Summing Up: Highly recommended. All readership levels.— Choice ReviewsPoignant and provocative. . . . Roschelle’s detailed analysis gives voice to otherwise hidden elements of the homeless experience, elements that reveal its complexity and help us to understand its sometimes chronic nature. As we listen to homeless mothers convey the rationality of their seemingly irrational choices, we come to understand the difficult decisions they sometimes must make for the sake of their families. . . . This book would fit nicely in course on social stratification or gender as it vividly portrays both the structural and interpersonal disempowerment that can render women homeless.

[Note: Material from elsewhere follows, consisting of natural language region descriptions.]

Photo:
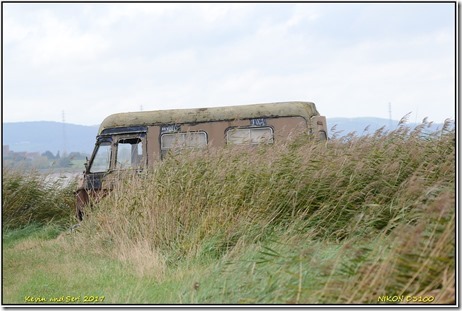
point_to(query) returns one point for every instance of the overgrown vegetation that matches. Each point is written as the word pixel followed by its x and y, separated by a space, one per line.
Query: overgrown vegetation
pixel 32 198
pixel 348 221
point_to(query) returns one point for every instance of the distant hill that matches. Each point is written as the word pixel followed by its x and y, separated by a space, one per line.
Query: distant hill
pixel 43 135
pixel 49 136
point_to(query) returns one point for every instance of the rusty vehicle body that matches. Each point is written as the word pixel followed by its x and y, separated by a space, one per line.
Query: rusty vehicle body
pixel 137 140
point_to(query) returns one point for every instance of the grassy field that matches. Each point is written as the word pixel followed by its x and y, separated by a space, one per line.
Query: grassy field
pixel 357 220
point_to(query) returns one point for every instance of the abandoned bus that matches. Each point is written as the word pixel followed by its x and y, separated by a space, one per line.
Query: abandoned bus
pixel 136 140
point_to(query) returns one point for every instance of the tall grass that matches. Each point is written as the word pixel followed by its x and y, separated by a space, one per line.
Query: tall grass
pixel 387 199
pixel 303 222
pixel 29 197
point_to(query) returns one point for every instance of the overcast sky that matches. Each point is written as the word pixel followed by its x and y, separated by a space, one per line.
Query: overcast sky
pixel 90 60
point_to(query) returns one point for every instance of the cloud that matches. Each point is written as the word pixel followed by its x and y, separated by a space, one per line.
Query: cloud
pixel 94 59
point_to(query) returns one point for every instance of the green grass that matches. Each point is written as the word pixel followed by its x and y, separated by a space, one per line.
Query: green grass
pixel 347 221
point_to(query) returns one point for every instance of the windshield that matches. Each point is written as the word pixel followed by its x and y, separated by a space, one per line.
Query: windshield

At the same time, the accounts presented here remind us that the hopes and dreams of homeless families are not all that dissimilar from our own. — Gender & Society
In Struggling in the Land of Plenty, Roschelle effectively situates individual experiences of poverty among families affected by homelessness within larger systems. These include social, political, and historical structures and American ideals like work and self-sufficiency. While it is well known that homelessness has plagued the United States since the 1980s, Roschelle’s book provides an insightful narrative that helps us to better understand what was happening in 1990s in San Francisco and other urban centers across America. . . . we need more researchers shining a spotlight on the ways systems oppress and how this is felt in individuals’ daily lives.